Polls show Hawaii Governor Neil Abercrombie could face an uphill battle despite a thriving state economy and a fundraising advantage. Two new polls give his opponent, state Senator David Ige, a double-digit lead.
Hawaii has consistently re-elected incumbent Democratic governors since Republican Bill Quinn was ousted in 1962. But a late July poll of 458 likely voters conducted for the Honolulu Star-Advertiser puts Ige 18 points ahead at 54-36. Another late July poll of 1,240 registered voters for Civil Beat put Ige’s lead at 10 points, at 51-41.
“Nobody saw this coming,” Civil Beat political reporter Chad Blair said. “If the polls turn out to be correct, it’s a major shakeup not only in the Hawaii Democratic party, but in state government.”
Abercrombie told supporters in a statement that internal polling showed a tight race. He has reminded voters that historically, Hawaii polls have often been inconsistent with the actual results.
Supporters cited his accomplishments. Abercrombie supported legalizing gay marriage, helped negotiate a North Shore land conservation deal and championed development in downtown Honolulu. He also represented Hawaii in the U.S. House of Representatives from 1990 to 2010.
"If you draw up a list of things he's done, it's not a bad list," said former University of Hawaii political science professor Neal Milner, adding that a "collection of little things" contributed to the apparent opinion shift.
"Some people feel he favored developers too much. Or they don't like that he tried to tax pensions," he said.
Complicating matters, back-to-back storms have already toppled trees and prompted warnings for flash floods. Residents have been warned to keep off roads. Abercrombie has been on television updating residents on storm preparations.
Tropical Storm Iselle lashed Hawaii's Big Island on Friday, and Hurricane Julio was expected to pass north of Hawaii at the weekend. But Office of Elections spokesman Rex Quidilla said there were no immediate plans to postpone voting.
Analysts said it was unusual for an incumbent to struggle given the strength of the economy, with unemployment near a record low, tourism going well and state coffers sound.

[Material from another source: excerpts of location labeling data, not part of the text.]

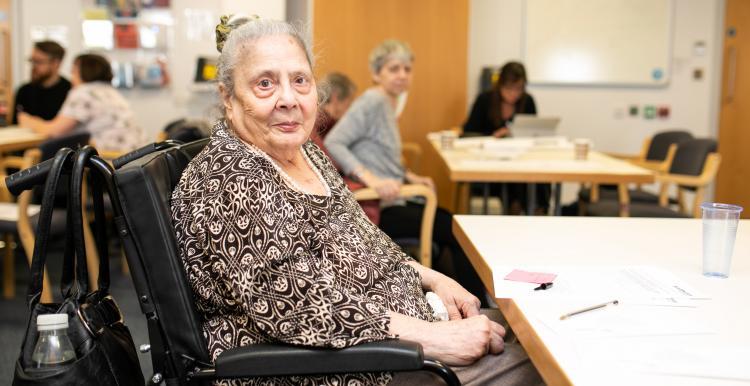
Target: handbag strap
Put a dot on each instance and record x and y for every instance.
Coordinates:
(44, 223)
(76, 214)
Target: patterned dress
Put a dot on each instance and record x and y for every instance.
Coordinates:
(268, 262)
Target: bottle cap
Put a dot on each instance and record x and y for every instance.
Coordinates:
(51, 322)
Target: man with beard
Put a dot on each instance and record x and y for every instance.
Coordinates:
(46, 92)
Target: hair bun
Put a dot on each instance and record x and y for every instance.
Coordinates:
(229, 23)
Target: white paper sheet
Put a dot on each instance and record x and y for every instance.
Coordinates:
(635, 284)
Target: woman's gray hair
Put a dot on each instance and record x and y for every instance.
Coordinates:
(389, 49)
(238, 30)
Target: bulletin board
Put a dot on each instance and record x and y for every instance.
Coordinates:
(598, 42)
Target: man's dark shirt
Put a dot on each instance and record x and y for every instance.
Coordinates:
(42, 102)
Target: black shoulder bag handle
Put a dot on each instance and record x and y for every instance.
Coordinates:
(105, 353)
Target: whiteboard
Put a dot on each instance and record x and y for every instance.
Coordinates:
(598, 42)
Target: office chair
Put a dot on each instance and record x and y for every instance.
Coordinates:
(144, 183)
(424, 242)
(656, 154)
(693, 168)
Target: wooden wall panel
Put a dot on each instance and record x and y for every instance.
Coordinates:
(733, 183)
(344, 32)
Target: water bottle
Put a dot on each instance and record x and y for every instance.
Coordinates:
(53, 347)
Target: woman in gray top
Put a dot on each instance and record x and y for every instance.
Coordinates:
(366, 144)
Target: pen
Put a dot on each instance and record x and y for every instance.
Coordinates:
(587, 309)
(543, 286)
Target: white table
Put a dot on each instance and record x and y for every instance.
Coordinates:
(672, 244)
(512, 160)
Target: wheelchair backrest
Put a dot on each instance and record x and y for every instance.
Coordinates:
(145, 186)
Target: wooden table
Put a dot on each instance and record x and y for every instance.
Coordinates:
(14, 138)
(497, 242)
(495, 162)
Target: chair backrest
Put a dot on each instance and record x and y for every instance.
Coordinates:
(691, 156)
(144, 187)
(659, 145)
(428, 215)
(185, 130)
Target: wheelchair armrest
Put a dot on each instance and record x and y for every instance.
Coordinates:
(284, 360)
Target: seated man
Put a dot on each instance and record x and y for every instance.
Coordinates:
(44, 95)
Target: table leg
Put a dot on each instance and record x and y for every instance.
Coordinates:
(558, 192)
(485, 202)
(530, 199)
(506, 203)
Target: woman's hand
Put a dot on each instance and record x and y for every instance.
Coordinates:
(501, 132)
(413, 178)
(387, 188)
(459, 302)
(456, 342)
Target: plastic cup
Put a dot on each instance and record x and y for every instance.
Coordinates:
(581, 147)
(448, 139)
(719, 231)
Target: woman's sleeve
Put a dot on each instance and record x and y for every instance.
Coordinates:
(477, 117)
(351, 128)
(256, 263)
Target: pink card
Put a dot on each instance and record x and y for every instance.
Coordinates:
(530, 277)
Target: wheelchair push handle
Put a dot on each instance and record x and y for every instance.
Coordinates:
(28, 178)
(138, 153)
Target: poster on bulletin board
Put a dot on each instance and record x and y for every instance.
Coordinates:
(594, 42)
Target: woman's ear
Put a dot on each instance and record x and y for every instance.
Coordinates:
(226, 99)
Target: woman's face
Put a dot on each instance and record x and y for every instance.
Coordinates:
(394, 77)
(511, 92)
(75, 75)
(275, 100)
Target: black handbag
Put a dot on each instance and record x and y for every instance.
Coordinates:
(105, 353)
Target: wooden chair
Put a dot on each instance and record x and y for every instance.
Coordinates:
(428, 216)
(411, 155)
(16, 219)
(693, 168)
(656, 154)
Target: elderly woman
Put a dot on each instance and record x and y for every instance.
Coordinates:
(276, 248)
(92, 105)
(366, 144)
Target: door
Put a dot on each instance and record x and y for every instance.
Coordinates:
(346, 30)
(733, 182)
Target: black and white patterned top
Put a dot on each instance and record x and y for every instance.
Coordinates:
(268, 262)
(102, 111)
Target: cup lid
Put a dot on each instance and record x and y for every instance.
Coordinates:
(720, 206)
(51, 322)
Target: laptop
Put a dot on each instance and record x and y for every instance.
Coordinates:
(525, 125)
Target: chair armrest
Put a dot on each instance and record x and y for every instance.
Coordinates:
(710, 168)
(624, 157)
(284, 360)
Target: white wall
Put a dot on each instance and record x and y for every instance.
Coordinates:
(600, 113)
(153, 108)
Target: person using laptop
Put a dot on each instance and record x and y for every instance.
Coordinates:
(491, 115)
(493, 110)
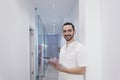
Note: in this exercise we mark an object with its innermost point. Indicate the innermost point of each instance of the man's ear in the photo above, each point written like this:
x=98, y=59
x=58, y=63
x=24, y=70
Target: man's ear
x=74, y=31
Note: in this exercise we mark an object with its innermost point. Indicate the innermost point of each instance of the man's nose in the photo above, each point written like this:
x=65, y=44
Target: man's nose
x=66, y=33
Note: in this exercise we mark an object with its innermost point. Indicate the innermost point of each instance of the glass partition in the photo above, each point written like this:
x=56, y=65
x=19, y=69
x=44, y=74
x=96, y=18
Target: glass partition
x=40, y=49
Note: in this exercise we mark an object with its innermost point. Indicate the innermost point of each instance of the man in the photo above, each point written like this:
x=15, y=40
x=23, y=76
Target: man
x=71, y=64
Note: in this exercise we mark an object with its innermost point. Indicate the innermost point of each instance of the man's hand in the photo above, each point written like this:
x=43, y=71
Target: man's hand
x=56, y=65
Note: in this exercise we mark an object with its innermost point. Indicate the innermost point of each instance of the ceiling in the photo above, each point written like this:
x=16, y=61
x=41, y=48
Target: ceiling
x=53, y=13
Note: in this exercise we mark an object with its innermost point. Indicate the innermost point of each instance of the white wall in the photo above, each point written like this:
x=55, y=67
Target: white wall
x=110, y=39
x=92, y=37
x=14, y=39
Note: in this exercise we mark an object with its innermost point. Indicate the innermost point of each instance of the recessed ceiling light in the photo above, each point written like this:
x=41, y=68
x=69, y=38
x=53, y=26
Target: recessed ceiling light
x=53, y=24
x=53, y=5
x=53, y=20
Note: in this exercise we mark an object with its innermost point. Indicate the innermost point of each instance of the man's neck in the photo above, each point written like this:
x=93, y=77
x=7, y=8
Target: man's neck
x=68, y=42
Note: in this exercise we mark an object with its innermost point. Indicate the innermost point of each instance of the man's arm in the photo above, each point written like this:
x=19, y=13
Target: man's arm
x=77, y=70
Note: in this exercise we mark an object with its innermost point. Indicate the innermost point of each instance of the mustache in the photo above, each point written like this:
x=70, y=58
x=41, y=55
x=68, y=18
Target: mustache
x=67, y=35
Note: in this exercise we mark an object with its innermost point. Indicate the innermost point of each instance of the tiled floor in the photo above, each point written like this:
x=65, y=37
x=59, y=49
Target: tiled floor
x=51, y=74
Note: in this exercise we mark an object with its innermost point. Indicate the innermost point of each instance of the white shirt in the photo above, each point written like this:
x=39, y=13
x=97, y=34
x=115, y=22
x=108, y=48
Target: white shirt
x=74, y=55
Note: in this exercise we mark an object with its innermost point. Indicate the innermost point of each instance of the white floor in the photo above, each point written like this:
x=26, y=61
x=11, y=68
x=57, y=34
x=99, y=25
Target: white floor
x=51, y=74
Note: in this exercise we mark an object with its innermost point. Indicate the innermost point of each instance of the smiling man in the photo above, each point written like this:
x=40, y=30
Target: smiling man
x=72, y=59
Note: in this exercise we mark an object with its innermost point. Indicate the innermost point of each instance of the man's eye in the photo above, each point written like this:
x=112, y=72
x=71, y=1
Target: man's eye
x=64, y=31
x=69, y=30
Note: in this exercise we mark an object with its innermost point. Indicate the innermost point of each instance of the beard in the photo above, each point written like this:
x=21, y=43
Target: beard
x=68, y=37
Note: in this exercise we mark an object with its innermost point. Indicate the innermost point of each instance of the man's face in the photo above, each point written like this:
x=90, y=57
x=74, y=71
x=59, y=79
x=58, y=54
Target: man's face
x=68, y=32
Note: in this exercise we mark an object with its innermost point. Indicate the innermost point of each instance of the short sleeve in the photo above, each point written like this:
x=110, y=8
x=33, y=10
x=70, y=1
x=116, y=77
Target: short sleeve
x=81, y=57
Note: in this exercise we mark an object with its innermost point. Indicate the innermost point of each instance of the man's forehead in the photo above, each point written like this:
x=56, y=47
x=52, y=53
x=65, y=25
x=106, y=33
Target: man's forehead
x=67, y=27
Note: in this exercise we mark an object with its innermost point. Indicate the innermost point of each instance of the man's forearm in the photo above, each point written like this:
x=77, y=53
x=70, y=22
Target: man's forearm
x=77, y=70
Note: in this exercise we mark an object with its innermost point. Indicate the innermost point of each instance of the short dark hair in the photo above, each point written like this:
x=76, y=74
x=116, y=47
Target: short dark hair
x=68, y=23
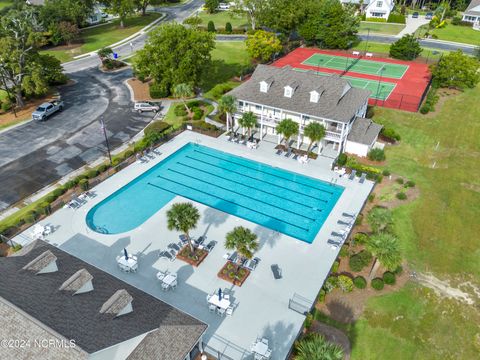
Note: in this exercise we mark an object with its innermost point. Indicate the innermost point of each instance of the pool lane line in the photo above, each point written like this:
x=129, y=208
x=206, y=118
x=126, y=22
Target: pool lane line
x=280, y=177
x=244, y=195
x=227, y=201
x=251, y=177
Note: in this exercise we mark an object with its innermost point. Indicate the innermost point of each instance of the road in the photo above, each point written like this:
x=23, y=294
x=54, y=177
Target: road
x=174, y=13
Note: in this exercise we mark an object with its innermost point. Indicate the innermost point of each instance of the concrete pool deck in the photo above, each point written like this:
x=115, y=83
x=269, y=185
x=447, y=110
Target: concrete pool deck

They said Ige had managed to cast doubt on how much credit Abercrombie deserved for the progress.
Of voters who said they planned to vote for Ige, a Hawaii-born veteran state lawmaker, some 46 percent told Star Advertiser pollsters they “just don’t like the other candidate.”
Ige’s campaign issued emails urging voters to cast ballots early because of the storms. The winner will face Independent and Republican candidates in November’s general election.